Jakarta (ANTARA) - Menteri Keuangan Sri Mulyani Indrawati mengimbau kepada berbagai perusahaan di Indonesia untuk meningkatkan kewaspadaan agar mencegah risiko gagal bayar yang tinggi sebab adanya perlambatan pertumbuhan ekonomi di tengah krisis global.
Ia menuturkan, adanya krisis global memaksa perusahaan-perusahaan untuk mengubah asumsi kondisi ekonomi supaya tetap bisa mencetak keuntungan sehingga perusahaan harus terus memperhatikan dinamika lingkungan operasinya secara detail.
“Mereka harus meningkatkan kehati-hatian apakah kegiatan korporasi akan memunculkan stream revenue yang diharapkan seperti semula,” katanya saat ditemui di Jakarta, Selasa.
Baca juga: OJK awasi risiko kredit bank dari potensi gagal bayar korporasi
Menurutnya, eksposur perusahaan terhadap pembiayaan yang dilakukan sebelumnya yaitu seperti utang juga akan berdampak pada biaya yang dikeluarkan serta pembayaran kewajiban.
Selain itu, ia mengatakan Kementerian Keuangan akan terus melakukan monitoring secara terus menerus kepada para BUMN dalam upaya mencegah terjadinya gagal bayar.

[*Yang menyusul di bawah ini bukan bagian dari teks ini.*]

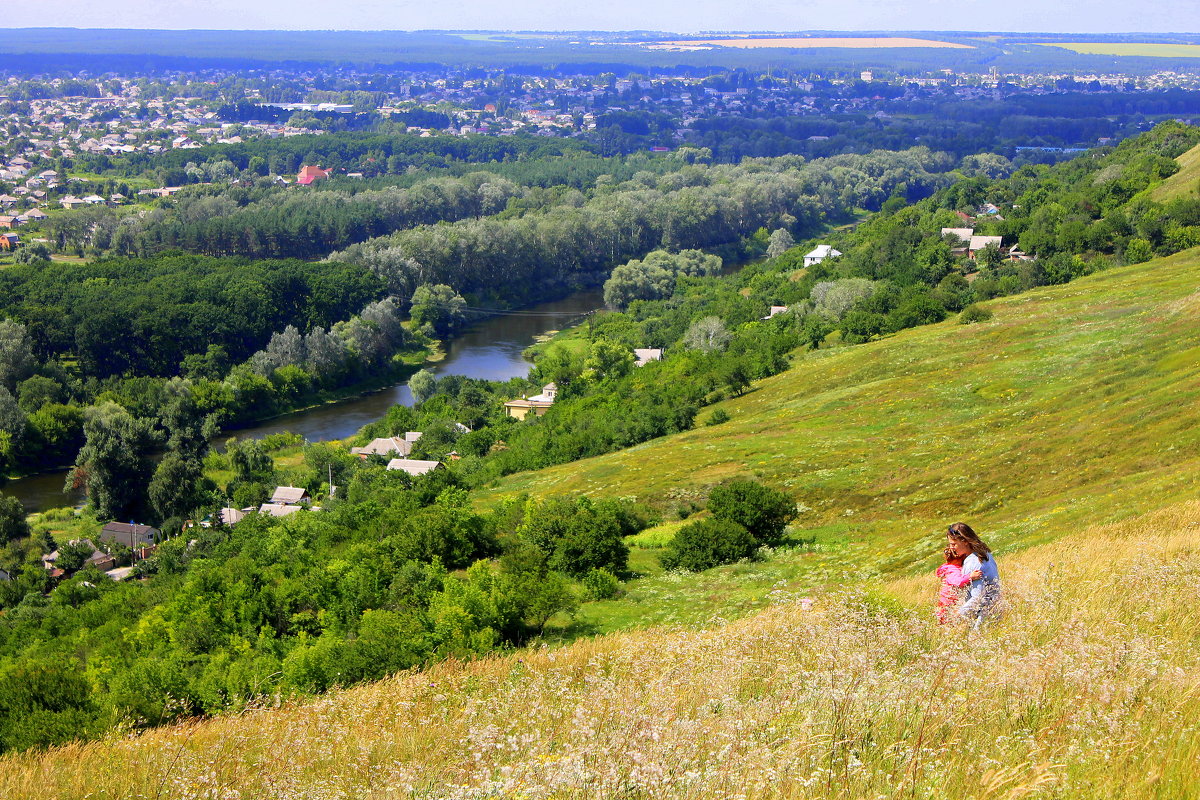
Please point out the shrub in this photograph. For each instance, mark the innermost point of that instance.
(600, 584)
(973, 313)
(707, 543)
(760, 509)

Ia melanjutkan, pihaknya juga melihat risiko-risiko instrumen fiskal yang digunakan untuk mendukung berbagai program BUMN dalam rangka menjalankan pembangunan dan pemajuan Indonesia.

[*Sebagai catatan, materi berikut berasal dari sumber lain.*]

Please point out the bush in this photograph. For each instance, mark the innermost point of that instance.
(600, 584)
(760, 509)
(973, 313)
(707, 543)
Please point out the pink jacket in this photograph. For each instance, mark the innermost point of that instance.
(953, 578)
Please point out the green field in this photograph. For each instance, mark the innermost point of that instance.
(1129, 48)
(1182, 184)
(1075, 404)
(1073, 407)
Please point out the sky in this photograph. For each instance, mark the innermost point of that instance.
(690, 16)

Baca juga: Pemerintah siapkan skenario proyeksi pertumbuhan ekonomi
“Kami juga terus melakukan observasi dan komunikasi dengan Kementerian BUMN terkait hal ini,” ujarnya.
Hal tersebut terkait untuk menanggapi laporan dari lembaga pemeringkat utang internasional Moody’s Investors Service yang menyatakan bahwa berbagai perusahaan di Indonesia dan negara Asia Pasifik lain berisiko gagal bayar.

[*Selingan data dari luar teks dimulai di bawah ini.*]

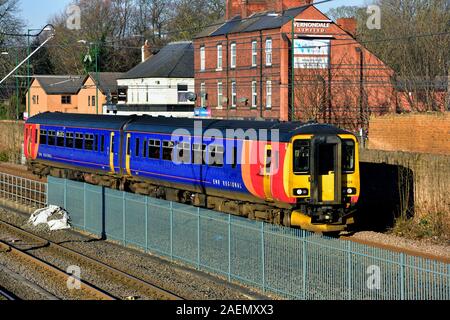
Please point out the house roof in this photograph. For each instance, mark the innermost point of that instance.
(107, 81)
(258, 21)
(66, 84)
(175, 60)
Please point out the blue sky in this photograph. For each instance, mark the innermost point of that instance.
(36, 13)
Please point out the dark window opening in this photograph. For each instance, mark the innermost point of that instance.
(60, 139)
(154, 150)
(69, 140)
(51, 138)
(43, 137)
(137, 147)
(301, 156)
(348, 156)
(168, 147)
(78, 141)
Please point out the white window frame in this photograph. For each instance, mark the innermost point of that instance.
(254, 53)
(233, 54)
(202, 94)
(233, 94)
(254, 95)
(202, 58)
(268, 94)
(219, 95)
(219, 57)
(269, 52)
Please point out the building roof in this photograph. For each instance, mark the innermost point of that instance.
(175, 60)
(258, 21)
(107, 81)
(66, 84)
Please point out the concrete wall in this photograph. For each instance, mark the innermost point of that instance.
(395, 182)
(420, 132)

Sri Mulyani menuturkan penilaian yang dikeluarkan lembaga pemeringkat tersebut dapat menjadi peringatan dini yang baik dengan menjadikannya sebagai bahan pertimbangan bagi para pengambil keputusan di perusahaan untuk meningkatkan kewaspadaannya terhadap perubahan kondisi ekonomi.
Sebelumnya, Moody’s Investors Service melaporkan adanya risiko gagal bayar dari perusahaan-perusahaan Indonesia yang berutang di perbankan karena penurunan kinerja perusahaan dalam meraih keuntungan di tengah kondisi perekonomian dunia yang sedang krisis.
Dari laporan tersebut tercatat dua negara di kawasan Asia Pasifik yaitu Indonesia dan India yang memiliki risiko gagal bayar tertinggi. Hasil tersebut didapat dari tes tekanan dengan menggunakan asumsi penurunan 25 persen laba sebelum bunga dan pajak (EBITDA).
“Di belakang dua negara tersebut, ada SIngapura, Malaysia, dan China yang memiliki risiko gagal bayar yang tidak kalah besar,” kata Asisten Wakil Presiden dan Analis Moody Rebaca Tan pada Senin (30/9).